One night, I remember seeing tears in my mum's eyes as she left her friend's group after they shared some vile messages. I remember feeling that I would never have to go through such heartbreak for my friends will forever keep their heads above religion, cultures, and beliefs. Now, as a seventeen-year-old (yes, not even eighteen, not even 'mature', but then which one of us are?), I feel those thoughts to be nothing but "MITHYA."

As I grew this very society took my heart and dissolved it in the murky acid of politics and hate until all that remained as my identity was my religion. Not Country, but religion.

I know many of you reading would either curse and call me 'a leftist Muslim talking against the ideologies of right' or praise and call me 'a true leftist.' BUT I AM NEITHER! I AM JUST A YOUNG INDIAN KID FOR HEAVENS SAKE! Hell, I dont even know what means right-wing and what means left!
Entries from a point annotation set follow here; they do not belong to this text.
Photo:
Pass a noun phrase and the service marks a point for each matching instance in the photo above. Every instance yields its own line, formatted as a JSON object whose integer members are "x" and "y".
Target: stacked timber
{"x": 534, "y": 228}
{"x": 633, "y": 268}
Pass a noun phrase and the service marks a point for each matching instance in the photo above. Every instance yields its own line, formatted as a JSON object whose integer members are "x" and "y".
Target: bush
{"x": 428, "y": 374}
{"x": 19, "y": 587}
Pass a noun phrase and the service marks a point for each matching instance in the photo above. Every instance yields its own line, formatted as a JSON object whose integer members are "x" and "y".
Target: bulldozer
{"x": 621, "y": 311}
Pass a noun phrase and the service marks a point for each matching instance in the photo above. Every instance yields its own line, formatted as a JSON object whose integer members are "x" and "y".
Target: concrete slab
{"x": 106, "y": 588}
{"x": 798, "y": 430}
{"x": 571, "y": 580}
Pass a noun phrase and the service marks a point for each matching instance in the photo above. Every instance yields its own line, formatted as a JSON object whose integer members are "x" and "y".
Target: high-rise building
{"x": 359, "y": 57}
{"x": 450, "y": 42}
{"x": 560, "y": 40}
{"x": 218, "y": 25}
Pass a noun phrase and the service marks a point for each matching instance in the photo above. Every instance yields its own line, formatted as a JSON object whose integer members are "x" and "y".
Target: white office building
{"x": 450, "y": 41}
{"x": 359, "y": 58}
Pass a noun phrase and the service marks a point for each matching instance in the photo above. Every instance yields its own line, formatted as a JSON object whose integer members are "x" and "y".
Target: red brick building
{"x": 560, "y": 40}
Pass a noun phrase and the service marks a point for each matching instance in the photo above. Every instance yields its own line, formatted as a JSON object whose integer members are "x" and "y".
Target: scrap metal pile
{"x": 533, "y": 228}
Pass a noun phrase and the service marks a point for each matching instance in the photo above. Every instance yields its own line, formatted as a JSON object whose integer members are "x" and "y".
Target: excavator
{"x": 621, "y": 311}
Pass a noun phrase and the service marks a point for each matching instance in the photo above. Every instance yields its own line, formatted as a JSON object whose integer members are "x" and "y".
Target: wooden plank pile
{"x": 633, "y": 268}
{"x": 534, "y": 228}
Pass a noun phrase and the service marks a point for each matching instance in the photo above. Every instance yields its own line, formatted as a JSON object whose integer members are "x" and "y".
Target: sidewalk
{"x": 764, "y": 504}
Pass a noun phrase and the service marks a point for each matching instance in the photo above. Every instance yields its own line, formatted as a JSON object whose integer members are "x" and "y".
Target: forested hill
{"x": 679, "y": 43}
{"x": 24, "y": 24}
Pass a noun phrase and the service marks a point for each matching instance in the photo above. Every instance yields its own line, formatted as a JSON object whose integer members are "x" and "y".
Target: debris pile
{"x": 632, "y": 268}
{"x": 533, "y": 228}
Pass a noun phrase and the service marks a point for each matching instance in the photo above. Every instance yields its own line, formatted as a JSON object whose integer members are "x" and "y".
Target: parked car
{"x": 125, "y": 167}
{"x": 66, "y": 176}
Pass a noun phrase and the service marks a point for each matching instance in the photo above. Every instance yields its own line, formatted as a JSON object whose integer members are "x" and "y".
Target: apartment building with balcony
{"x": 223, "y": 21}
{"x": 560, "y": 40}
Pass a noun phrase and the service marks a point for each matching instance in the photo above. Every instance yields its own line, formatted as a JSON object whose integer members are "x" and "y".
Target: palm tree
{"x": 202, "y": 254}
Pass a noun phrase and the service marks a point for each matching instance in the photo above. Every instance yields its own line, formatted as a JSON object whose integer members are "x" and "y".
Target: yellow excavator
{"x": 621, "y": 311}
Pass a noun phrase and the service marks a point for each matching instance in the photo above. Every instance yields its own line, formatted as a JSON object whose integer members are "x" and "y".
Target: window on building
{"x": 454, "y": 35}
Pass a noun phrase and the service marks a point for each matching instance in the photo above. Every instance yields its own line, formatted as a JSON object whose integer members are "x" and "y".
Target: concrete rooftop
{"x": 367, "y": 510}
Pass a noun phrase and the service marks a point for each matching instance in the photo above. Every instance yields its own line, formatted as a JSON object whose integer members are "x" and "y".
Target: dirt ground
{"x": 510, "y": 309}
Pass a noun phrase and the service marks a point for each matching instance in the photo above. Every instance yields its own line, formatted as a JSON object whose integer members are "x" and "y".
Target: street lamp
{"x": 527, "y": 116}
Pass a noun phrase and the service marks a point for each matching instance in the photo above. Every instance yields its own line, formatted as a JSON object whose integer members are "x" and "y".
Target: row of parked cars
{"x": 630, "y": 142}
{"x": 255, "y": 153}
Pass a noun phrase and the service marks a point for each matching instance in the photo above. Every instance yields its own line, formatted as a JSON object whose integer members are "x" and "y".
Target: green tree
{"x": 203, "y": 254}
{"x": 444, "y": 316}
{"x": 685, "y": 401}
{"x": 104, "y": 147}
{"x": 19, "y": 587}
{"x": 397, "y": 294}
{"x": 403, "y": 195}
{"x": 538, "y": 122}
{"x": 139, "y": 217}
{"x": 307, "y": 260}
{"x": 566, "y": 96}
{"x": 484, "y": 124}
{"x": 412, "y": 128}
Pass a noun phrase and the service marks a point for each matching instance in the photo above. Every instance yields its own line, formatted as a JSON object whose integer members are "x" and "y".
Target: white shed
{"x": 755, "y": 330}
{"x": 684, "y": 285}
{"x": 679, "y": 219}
All I understand is the meaning of right and wrong.

Maybe it's so because I live in a Muslim community with a church at its entrance, and a temple close at hand; maybe it's because I lived alongside the residents of Nepal House who celebrated festivities of all religion with the same vigor, or maybe it is so because I grew up feeling proud of my country for all the people and culture it hosted.

Whatever may be the reason, I am thankful for it because now I see myself as the son of this soil before I see myself as the son of my religion. And as a son of BHARAT MATA/MA/AMMA/AAI/ETC., I demand the sanity of my motherland, I demand her peace back, I demand my positivity back, I demand my constitution back, my friends back, my family back!

And if you can't give them back to me, dear leaders, you don't deserve to stand on the pedestal and lead my country,  you don't deserve to put your dirty hands on my constitution, you don't deserve to swear by it. You Don't. Deserve. Anything.